Converting to and from other data formats#

To NetworkX Graph#

Functions to convert NetworkX graphs to and from other formats.

The preferred way of converting data to a NetworkX graph is through the graph constructor. The constructor calls the to_networkx_graph() function which attempts to guess the input type and convert it automatically.

Examples#

Create a graph with a single edge from a dictionary of dictionaries

>>> d = {0: {1: 1}}  # dict-of-dicts single edge (0,1)
>>> G = nx.Graph(d)

See Also#

nx_agraph, nx_pydot

to_networkx_graph(data[, create_using, ...])

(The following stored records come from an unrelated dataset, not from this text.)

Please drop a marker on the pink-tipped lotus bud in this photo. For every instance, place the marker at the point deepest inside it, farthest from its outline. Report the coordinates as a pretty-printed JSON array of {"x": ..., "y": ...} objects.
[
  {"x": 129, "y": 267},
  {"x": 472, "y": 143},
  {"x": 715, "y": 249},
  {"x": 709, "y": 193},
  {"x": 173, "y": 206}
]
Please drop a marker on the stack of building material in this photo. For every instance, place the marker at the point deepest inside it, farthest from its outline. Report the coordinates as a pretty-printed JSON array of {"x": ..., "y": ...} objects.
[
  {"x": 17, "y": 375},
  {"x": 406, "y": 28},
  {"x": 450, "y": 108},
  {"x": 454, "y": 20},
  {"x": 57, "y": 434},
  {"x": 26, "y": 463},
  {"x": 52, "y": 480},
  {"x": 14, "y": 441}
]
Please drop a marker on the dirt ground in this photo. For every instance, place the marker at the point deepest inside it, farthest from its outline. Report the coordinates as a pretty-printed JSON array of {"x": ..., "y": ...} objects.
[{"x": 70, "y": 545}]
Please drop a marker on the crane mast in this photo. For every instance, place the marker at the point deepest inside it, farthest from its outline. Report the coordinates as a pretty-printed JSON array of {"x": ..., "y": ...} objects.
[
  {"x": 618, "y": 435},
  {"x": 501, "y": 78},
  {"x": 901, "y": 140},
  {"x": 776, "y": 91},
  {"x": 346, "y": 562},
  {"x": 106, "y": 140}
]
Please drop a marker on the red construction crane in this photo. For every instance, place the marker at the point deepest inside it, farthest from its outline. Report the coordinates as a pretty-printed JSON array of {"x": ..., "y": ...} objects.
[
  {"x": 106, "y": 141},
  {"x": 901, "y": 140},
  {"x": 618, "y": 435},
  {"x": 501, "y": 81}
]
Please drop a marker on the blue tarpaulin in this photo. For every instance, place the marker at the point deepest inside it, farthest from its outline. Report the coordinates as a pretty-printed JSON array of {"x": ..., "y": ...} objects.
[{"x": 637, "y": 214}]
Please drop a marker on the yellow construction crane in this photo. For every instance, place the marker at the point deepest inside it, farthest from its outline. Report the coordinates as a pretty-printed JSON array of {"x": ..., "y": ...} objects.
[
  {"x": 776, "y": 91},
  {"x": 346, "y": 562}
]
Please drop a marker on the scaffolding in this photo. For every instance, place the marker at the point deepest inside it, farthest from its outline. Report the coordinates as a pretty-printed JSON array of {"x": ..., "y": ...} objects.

Make a NetworkX graph from a known data structure.

Dictionaries#

to_dict_of_dicts(G[, nodelist, edge_data])

Returns adjacency representation of graph as a dictionary of dictionaries.

from_dict_of_dicts(d[, create_using, ...])

Returns a graph from a dictionary of dictionaries.

Lists#

to_dict_of_lists(G[, nodelist])

Returns adjacency representation of graph as a dictionary of lists.

from_dict_of_lists(d[, create_using])

Returns a graph from a dictionary of lists.

to_edgelist(G[, nodelist])

Returns a list of edges in the graph.

from_edgelist(edgelist[, create_using])

Returns a graph from a list of edges.

Numpy#

Functions to convert NetworkX graphs to and from common data containers like numpy arrays, scipy sparse arrays, and pandas DataFrames.

The preferred way of converting data to a NetworkX graph is through the graph constructor. The constructor calls the to_networkx_graph function which attempts to guess the input type and convert it automatically.

Examples#

Create a 10 node random graph from a numpy array

>>> import numpy as np
>>> rng = np.random.default_rng()
>>> a = rng.integers(low=0, high=2, size=(10, 10))
>>> DG = nx.from_numpy_array(a, create_using=nx.DiGraph)

or equivalently:

>>> DG = nx.DiGraph(a)

which calls from_numpy_array internally based on the type of a.

See Also#

nx_agraph, nx_pydot

to_numpy_matrix(G[, nodelist, dtype, order, ...])

Returns the graph adjacency matrix as a NumPy matrix.

to_numpy_array(G[, nodelist, dtype, order, ...])

Returns the graph adjacency matrix as a NumPy array.

to_numpy_recarray(G[, nodelist, dtype, order])

Returns the graph adjacency matrix as a NumPy recarray.

from_numpy_matrix(A[, parallel_edges, ...])

Returns a graph from numpy matrix.

from_numpy_array(A[, parallel_edges, ...])

Returns a graph from a 2D NumPy array.

Scipy#

to_scipy_sparse_array(G[, nodelist, dtype, ...])

Returns the graph adjacency matrix as a SciPy sparse array.

to_scipy_sparse_matrix(G[, nodelist, dtype, ...])

Returns the graph adjacency matrix as a SciPy sparse matrix.

from_scipy_sparse_matrix(A[, ...])

Creates a new graph from an adjacency matrix given as a SciPy sparse matrix.

from_scipy_sparse_array(A[, parallel_edges, ...])

Creates a new graph from an adjacency matrix given as a SciPy sparse array.

Pandas#

to_pandas_adjacency(G[, nodelist, dtype, ...])

Returns the graph adjacency matrix as a Pandas DataFrame.

from_pandas_adjacency(df[, create_using])

Returns a graph from Pandas DataFrame.

to_pandas_edgelist(G[, source, target, ...])

Returns the graph edge list as a Pandas DataFrame.

from_pandas_edgelist(df[, source, target, ...])

Returns a graph from Pandas DataFrame containing an edge list.